Michele was always up to playing with the kids or adults. She did swear off floating down the Guadalupe when Cameron was little, after getting dumped out of her tube a little more harshly than she wanted.

She endured games of 42, but she was always up to our shopping trips. And she could be counted on to bring the best food and snacks. We quit giving out commendations for family meal presentation, when Michele showed up with a majestic carved

watermelon basket, complete with a handle. We couldn’t compete.

And Michele was a loving, patient, and nurturing mother. Last summer, Ali, with a question wise beyond her young years, asked my grown daughter, Amy, if she would teach her how to be a mother when she grew up. My daughter assured her

that that would not be necessary, as Ali had already been taught everything she would ever need to know to by an expert, by her own mother.

Amy couldn’t travel here today, following some surgery a few days ago, but she and Michele have always been very close, long before they each became mothers of 13 years old daughters that are inseparable cousins, although living miles apart.

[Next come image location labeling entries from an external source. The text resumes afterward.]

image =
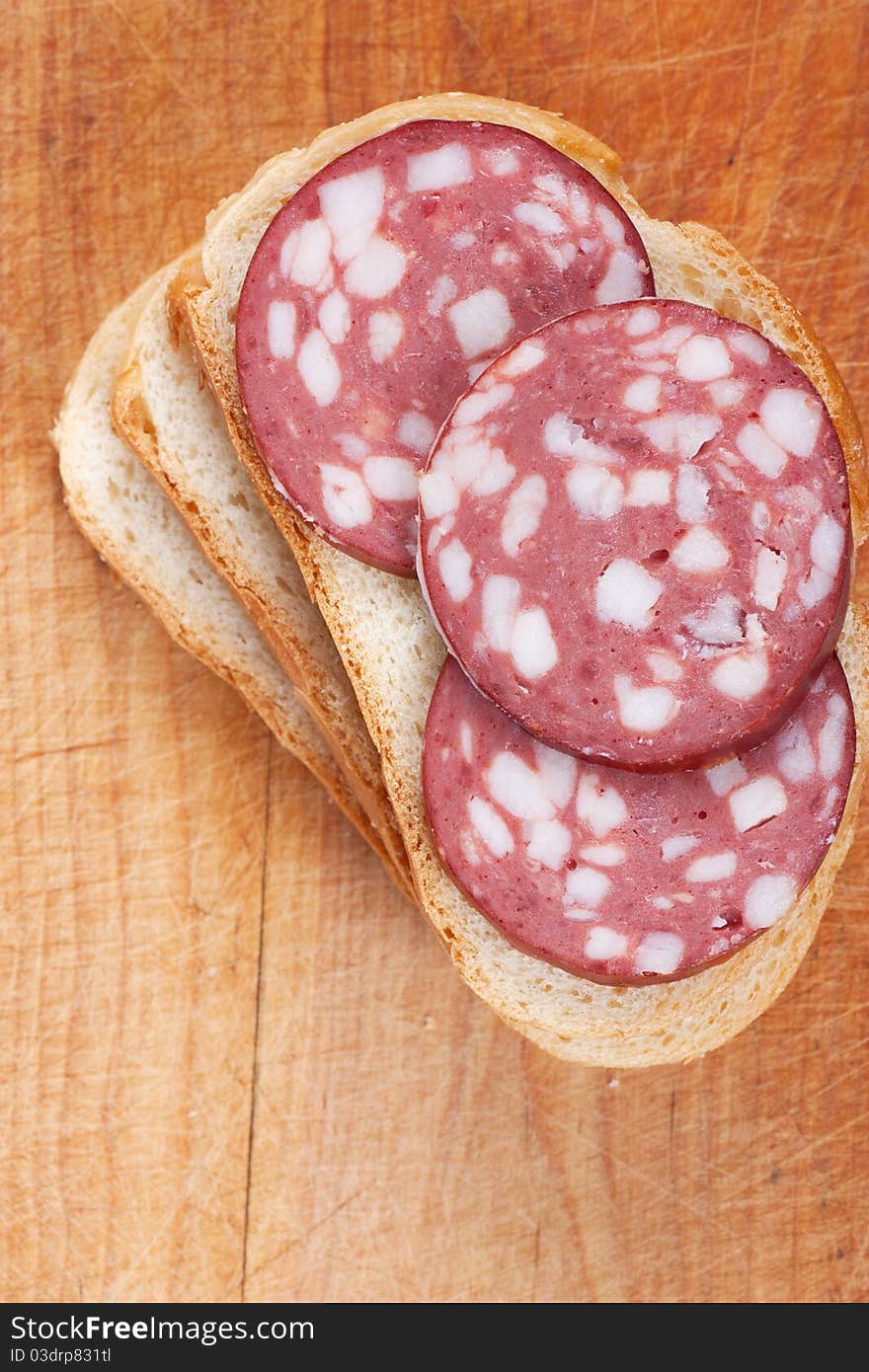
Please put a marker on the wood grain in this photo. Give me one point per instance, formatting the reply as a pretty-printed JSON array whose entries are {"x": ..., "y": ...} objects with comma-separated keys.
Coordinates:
[{"x": 239, "y": 1065}]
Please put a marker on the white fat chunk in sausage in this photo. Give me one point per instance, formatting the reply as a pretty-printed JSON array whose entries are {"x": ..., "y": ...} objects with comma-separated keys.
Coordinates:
[
  {"x": 280, "y": 327},
  {"x": 438, "y": 169},
  {"x": 549, "y": 843},
  {"x": 334, "y": 317},
  {"x": 306, "y": 252},
  {"x": 523, "y": 358},
  {"x": 345, "y": 496},
  {"x": 646, "y": 708},
  {"x": 376, "y": 270},
  {"x": 598, "y": 807},
  {"x": 659, "y": 953},
  {"x": 587, "y": 885},
  {"x": 352, "y": 206},
  {"x": 540, "y": 217},
  {"x": 594, "y": 492},
  {"x": 692, "y": 492},
  {"x": 750, "y": 344},
  {"x": 830, "y": 741},
  {"x": 791, "y": 419},
  {"x": 563, "y": 438},
  {"x": 454, "y": 567},
  {"x": 724, "y": 777},
  {"x": 677, "y": 847},
  {"x": 664, "y": 667},
  {"x": 609, "y": 222},
  {"x": 558, "y": 771},
  {"x": 703, "y": 358},
  {"x": 517, "y": 788},
  {"x": 602, "y": 855},
  {"x": 762, "y": 799},
  {"x": 725, "y": 394},
  {"x": 438, "y": 493},
  {"x": 604, "y": 943},
  {"x": 664, "y": 343},
  {"x": 756, "y": 447},
  {"x": 794, "y": 752},
  {"x": 827, "y": 545},
  {"x": 648, "y": 486},
  {"x": 495, "y": 471},
  {"x": 815, "y": 587},
  {"x": 415, "y": 431},
  {"x": 390, "y": 478},
  {"x": 643, "y": 394},
  {"x": 319, "y": 368},
  {"x": 718, "y": 625},
  {"x": 490, "y": 827},
  {"x": 742, "y": 675},
  {"x": 711, "y": 868},
  {"x": 770, "y": 572},
  {"x": 767, "y": 899},
  {"x": 384, "y": 334},
  {"x": 523, "y": 513},
  {"x": 500, "y": 604},
  {"x": 622, "y": 280},
  {"x": 681, "y": 433},
  {"x": 278, "y": 486},
  {"x": 531, "y": 644},
  {"x": 640, "y": 321},
  {"x": 502, "y": 161},
  {"x": 482, "y": 321},
  {"x": 699, "y": 551},
  {"x": 442, "y": 292},
  {"x": 479, "y": 404},
  {"x": 626, "y": 594}
]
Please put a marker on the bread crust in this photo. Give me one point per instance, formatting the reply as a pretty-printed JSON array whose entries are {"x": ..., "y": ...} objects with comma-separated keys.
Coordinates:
[
  {"x": 569, "y": 1017},
  {"x": 81, "y": 431},
  {"x": 290, "y": 623}
]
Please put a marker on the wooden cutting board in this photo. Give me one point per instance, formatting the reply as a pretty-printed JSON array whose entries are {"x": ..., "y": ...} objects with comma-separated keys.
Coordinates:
[{"x": 240, "y": 1065}]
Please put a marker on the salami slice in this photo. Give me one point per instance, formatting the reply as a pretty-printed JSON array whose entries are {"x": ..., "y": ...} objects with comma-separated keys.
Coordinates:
[
  {"x": 625, "y": 877},
  {"x": 382, "y": 289},
  {"x": 634, "y": 534}
]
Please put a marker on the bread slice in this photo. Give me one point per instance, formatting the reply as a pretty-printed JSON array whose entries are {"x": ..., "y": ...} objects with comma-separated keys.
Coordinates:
[
  {"x": 172, "y": 422},
  {"x": 130, "y": 523},
  {"x": 393, "y": 651}
]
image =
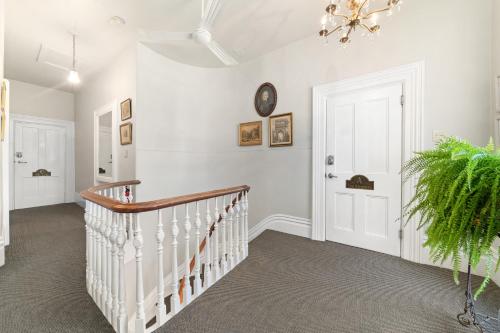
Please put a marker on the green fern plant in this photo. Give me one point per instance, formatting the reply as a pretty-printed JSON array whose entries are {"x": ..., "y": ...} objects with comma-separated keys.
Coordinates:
[{"x": 458, "y": 202}]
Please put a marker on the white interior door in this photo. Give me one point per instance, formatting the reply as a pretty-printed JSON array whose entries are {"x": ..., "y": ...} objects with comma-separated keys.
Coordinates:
[
  {"x": 364, "y": 139},
  {"x": 39, "y": 164}
]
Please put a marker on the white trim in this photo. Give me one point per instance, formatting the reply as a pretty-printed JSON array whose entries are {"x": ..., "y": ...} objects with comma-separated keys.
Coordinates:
[
  {"x": 69, "y": 126},
  {"x": 283, "y": 223},
  {"x": 5, "y": 219},
  {"x": 412, "y": 78},
  {"x": 113, "y": 108},
  {"x": 79, "y": 200}
]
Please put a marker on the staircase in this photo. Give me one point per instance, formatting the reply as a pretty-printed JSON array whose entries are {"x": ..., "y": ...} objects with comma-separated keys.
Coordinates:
[{"x": 208, "y": 242}]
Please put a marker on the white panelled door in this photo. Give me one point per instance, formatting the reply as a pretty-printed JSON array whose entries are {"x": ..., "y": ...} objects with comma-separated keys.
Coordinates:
[
  {"x": 364, "y": 140},
  {"x": 39, "y": 165}
]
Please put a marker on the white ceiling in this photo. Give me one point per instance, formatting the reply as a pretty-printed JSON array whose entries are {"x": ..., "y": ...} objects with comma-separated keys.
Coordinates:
[{"x": 245, "y": 28}]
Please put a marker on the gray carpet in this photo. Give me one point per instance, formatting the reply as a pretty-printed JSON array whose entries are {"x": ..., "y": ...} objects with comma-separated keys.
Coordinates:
[
  {"x": 294, "y": 285},
  {"x": 42, "y": 285},
  {"x": 287, "y": 284}
]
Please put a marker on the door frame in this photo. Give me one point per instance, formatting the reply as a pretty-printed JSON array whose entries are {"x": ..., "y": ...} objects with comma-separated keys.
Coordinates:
[
  {"x": 69, "y": 126},
  {"x": 412, "y": 78}
]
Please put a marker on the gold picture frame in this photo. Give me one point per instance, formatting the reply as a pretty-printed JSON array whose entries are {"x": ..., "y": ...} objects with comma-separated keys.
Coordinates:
[
  {"x": 281, "y": 130},
  {"x": 126, "y": 134},
  {"x": 250, "y": 134},
  {"x": 126, "y": 109}
]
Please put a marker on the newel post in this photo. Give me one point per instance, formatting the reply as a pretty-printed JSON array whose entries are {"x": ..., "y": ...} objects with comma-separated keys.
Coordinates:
[{"x": 140, "y": 320}]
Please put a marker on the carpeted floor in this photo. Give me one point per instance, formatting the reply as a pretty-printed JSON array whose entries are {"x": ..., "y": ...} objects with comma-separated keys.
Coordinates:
[
  {"x": 294, "y": 285},
  {"x": 42, "y": 285},
  {"x": 287, "y": 284}
]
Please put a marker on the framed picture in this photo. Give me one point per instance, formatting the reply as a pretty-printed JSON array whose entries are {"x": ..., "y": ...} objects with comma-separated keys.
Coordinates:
[
  {"x": 126, "y": 134},
  {"x": 266, "y": 99},
  {"x": 281, "y": 130},
  {"x": 126, "y": 109},
  {"x": 251, "y": 134}
]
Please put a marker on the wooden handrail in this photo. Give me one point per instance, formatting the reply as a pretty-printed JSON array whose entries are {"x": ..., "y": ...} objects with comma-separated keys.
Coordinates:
[{"x": 147, "y": 206}]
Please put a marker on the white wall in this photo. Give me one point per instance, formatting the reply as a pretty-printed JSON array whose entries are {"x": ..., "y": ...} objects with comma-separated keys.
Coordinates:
[
  {"x": 496, "y": 68},
  {"x": 116, "y": 82},
  {"x": 38, "y": 101},
  {"x": 188, "y": 124},
  {"x": 2, "y": 206},
  {"x": 186, "y": 135}
]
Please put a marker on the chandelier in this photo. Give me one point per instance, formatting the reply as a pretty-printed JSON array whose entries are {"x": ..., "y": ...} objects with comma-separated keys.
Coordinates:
[{"x": 345, "y": 18}]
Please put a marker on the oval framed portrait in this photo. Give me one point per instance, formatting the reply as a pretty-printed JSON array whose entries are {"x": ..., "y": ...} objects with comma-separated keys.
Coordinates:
[{"x": 266, "y": 99}]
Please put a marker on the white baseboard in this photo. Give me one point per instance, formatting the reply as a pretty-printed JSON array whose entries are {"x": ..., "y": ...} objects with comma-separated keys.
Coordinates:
[
  {"x": 2, "y": 252},
  {"x": 79, "y": 200},
  {"x": 284, "y": 223}
]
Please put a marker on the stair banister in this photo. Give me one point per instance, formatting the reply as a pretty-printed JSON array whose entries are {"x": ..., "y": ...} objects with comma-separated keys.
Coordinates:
[{"x": 113, "y": 219}]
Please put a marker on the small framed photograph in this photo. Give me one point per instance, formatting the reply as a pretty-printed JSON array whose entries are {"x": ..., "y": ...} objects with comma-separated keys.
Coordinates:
[
  {"x": 126, "y": 134},
  {"x": 251, "y": 134},
  {"x": 265, "y": 99},
  {"x": 281, "y": 130},
  {"x": 126, "y": 109}
]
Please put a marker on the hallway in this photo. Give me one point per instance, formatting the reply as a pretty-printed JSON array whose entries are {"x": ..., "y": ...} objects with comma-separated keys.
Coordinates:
[
  {"x": 42, "y": 285},
  {"x": 287, "y": 284}
]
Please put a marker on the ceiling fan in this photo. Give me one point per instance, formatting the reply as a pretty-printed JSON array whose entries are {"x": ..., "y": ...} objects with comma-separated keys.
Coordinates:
[{"x": 209, "y": 11}]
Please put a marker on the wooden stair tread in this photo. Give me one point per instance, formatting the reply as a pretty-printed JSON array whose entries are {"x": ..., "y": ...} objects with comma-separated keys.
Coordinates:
[{"x": 167, "y": 299}]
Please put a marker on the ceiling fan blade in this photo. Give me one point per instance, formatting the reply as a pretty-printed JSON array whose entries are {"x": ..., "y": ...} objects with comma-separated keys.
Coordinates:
[
  {"x": 159, "y": 36},
  {"x": 210, "y": 12},
  {"x": 220, "y": 53}
]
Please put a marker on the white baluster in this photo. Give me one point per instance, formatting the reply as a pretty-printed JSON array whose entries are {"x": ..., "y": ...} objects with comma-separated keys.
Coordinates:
[
  {"x": 197, "y": 263},
  {"x": 104, "y": 259},
  {"x": 187, "y": 270},
  {"x": 175, "y": 305},
  {"x": 245, "y": 227},
  {"x": 207, "y": 275},
  {"x": 140, "y": 319},
  {"x": 161, "y": 310},
  {"x": 230, "y": 234},
  {"x": 224, "y": 235},
  {"x": 99, "y": 256},
  {"x": 237, "y": 244},
  {"x": 88, "y": 228},
  {"x": 95, "y": 232},
  {"x": 216, "y": 267},
  {"x": 114, "y": 270},
  {"x": 109, "y": 263},
  {"x": 122, "y": 316}
]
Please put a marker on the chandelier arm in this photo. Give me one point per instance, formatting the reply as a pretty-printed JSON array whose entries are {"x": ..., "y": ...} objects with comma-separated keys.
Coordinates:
[
  {"x": 366, "y": 27},
  {"x": 334, "y": 30},
  {"x": 358, "y": 15},
  {"x": 341, "y": 15},
  {"x": 365, "y": 17}
]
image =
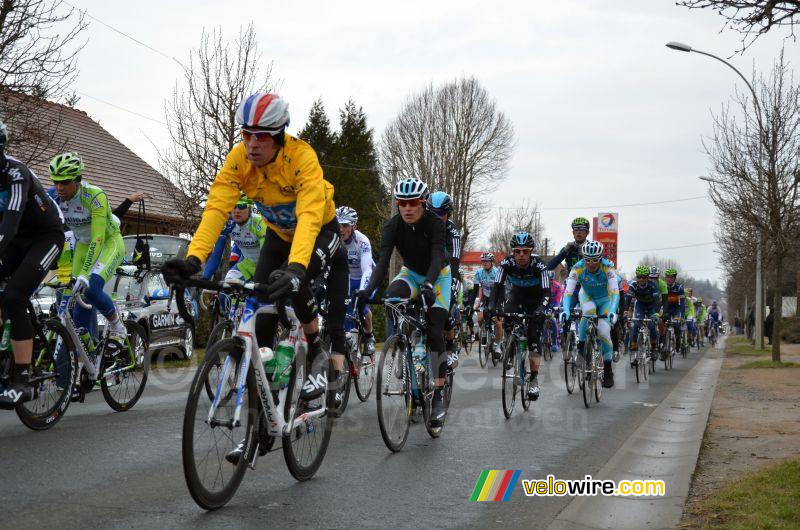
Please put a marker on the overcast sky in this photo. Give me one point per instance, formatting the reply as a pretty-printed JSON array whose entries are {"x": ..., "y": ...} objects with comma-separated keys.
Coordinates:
[{"x": 604, "y": 113}]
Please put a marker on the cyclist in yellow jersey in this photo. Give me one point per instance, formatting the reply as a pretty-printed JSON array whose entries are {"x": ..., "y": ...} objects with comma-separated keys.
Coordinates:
[{"x": 282, "y": 175}]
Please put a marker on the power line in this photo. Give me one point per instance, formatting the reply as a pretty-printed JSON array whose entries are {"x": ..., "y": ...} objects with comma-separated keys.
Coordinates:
[
  {"x": 137, "y": 41},
  {"x": 612, "y": 205},
  {"x": 670, "y": 248}
]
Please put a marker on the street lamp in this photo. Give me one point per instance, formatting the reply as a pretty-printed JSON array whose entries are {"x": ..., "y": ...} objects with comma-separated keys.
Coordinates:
[{"x": 759, "y": 316}]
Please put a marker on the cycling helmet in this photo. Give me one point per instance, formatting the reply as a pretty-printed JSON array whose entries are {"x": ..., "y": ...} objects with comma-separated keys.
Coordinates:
[
  {"x": 410, "y": 188},
  {"x": 580, "y": 223},
  {"x": 244, "y": 200},
  {"x": 66, "y": 166},
  {"x": 346, "y": 215},
  {"x": 592, "y": 249},
  {"x": 522, "y": 240},
  {"x": 440, "y": 203},
  {"x": 3, "y": 137},
  {"x": 263, "y": 112}
]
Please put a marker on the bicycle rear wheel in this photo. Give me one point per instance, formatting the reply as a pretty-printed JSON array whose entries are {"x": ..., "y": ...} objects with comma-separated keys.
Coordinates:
[
  {"x": 365, "y": 377},
  {"x": 53, "y": 372},
  {"x": 510, "y": 381},
  {"x": 211, "y": 479},
  {"x": 393, "y": 394},
  {"x": 123, "y": 386},
  {"x": 305, "y": 445}
]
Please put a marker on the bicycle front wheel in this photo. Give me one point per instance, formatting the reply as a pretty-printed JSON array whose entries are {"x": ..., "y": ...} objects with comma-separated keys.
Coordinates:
[
  {"x": 125, "y": 380},
  {"x": 305, "y": 445},
  {"x": 53, "y": 373},
  {"x": 393, "y": 394},
  {"x": 211, "y": 476},
  {"x": 510, "y": 379}
]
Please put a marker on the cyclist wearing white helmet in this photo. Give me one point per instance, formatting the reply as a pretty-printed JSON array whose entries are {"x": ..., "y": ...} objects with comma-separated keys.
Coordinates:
[
  {"x": 283, "y": 178},
  {"x": 359, "y": 258},
  {"x": 599, "y": 295},
  {"x": 419, "y": 237}
]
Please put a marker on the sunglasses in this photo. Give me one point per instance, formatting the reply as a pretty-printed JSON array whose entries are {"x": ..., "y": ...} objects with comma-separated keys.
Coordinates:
[{"x": 259, "y": 135}]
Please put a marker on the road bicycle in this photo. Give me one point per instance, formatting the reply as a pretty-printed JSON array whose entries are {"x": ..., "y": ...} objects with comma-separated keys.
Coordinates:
[
  {"x": 591, "y": 373},
  {"x": 406, "y": 373},
  {"x": 516, "y": 367},
  {"x": 52, "y": 372},
  {"x": 119, "y": 369},
  {"x": 249, "y": 407}
]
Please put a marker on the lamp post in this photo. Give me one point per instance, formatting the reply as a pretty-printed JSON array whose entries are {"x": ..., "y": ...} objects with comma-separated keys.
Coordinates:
[{"x": 759, "y": 316}]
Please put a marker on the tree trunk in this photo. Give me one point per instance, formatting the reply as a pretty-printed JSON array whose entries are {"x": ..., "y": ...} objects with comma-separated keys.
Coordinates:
[{"x": 777, "y": 308}]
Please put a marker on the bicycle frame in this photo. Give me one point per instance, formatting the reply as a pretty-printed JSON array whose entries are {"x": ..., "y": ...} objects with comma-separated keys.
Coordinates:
[{"x": 246, "y": 333}]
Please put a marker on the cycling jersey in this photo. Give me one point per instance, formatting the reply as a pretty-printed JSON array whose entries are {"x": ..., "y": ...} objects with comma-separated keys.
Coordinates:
[
  {"x": 421, "y": 246},
  {"x": 599, "y": 285},
  {"x": 247, "y": 238},
  {"x": 96, "y": 231},
  {"x": 359, "y": 258},
  {"x": 648, "y": 294},
  {"x": 25, "y": 208},
  {"x": 290, "y": 193}
]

In Amy’s words, she adds that, “Michele has been in my life since I was a teenager so she has taught me so much about being a wonderful teacher, mom, friend

and a very patient wife. Every important moment in my adult life, Michele has been there for me, like I know she has for many people. She always has the perfect words to say. I don’t know how our family will go on playing games without her witty comebacks–we would all agree she was the smartest person in our family. I am so blessed to have the memories I have-mostly she has left the most wonderful gift

to me and all of us–Cameron and Ali. They are amazing and wonderful and I’ll always get to see Michele in them. I couldn’t love them more if they were my own.”

Just a week ago, the Strealys were hopeful. Michele had just begun a new treatment, having spent a long Friday at MD Anderson. There were still other options after that. For whatever reason, it was not to be.

She slipped into the arms of the angels, with Jim, Ali and Cameron holding her hand. She was no longer suffering, and was surrounded by those who loved her. Jim told me earlier that day, that he had gone home the night before, to get a little sleep, and take a shower and change clothes, after spending some long days and nights by Michele’s side.

Early that morning he was on his way back to the hospital, not knowing that it would be his last day with Michele.

Michele, you are going to have a very difficult time believing this but before Jim left the house, on Thursday morning, for some reason, believe it or

not, before your final trip together here on earth, he made up the bed before he left the house.